«Bekenntnisse eines Übersinnlichen», an dem Rande vom Manuskript standen als Motiv die bekannten Verse aus dem Faust variiert:
«Du übersinnlicher sinnlicher Freier,
Ein Weib betrügt dich!»
Mephistopheles.
Ich schlug das Titelblatt um und las: «Das Folgende habe ich aus meinem damaligen Tagebuch zusammengestellt, weil man seine Vergangenheit nie unbefangen darstellen kann. So aber hat alles seine frischen Farben, die Farben der Gegenwart.»
Gogol, der russische Molière, sagt – ja wo? – nun irgendwo – «die echte komische Muse ist jene, welcher unter der lachenden Larve die Tränen herabrinnen[15].»

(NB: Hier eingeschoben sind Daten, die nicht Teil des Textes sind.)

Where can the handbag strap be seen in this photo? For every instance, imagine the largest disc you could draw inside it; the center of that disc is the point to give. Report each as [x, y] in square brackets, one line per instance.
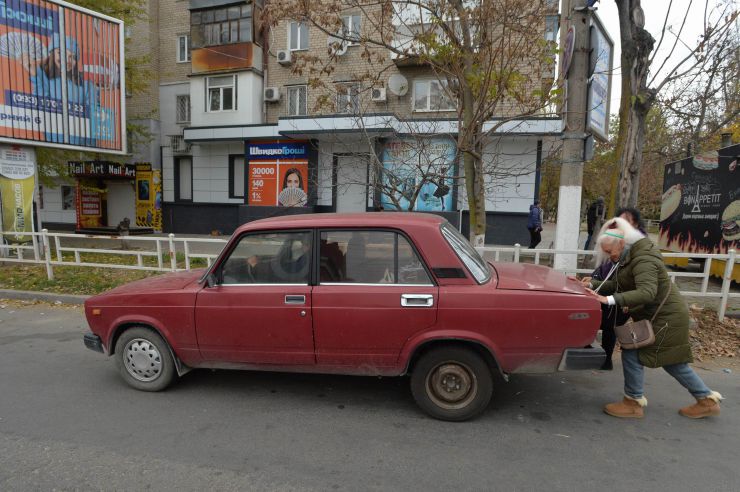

Ein wunderbarer Ausspruch!
So ist es mir recht seltsam zumute, während ich das niederschreibe. Die Luft scheint mir mit einem Blumenduft gefüllt. Er betäubt mich und macht mir Kopfweh. Der Rauch des Kamines kräuselt. Ich muss unwillkürlich lächeln, ja laut lachen, indem ich meine Abenteuer niederschreibe. Doch schreibe ich nicht mit gewöhnlicher Tinte, sondern mit dem roten Blut. Es träufelt aus meinem Herzen, denn alle seine vernarbten Wunden haben sich geöffnet. Es zuckt und schmerzt, und fällt eine Träne auf das Papier.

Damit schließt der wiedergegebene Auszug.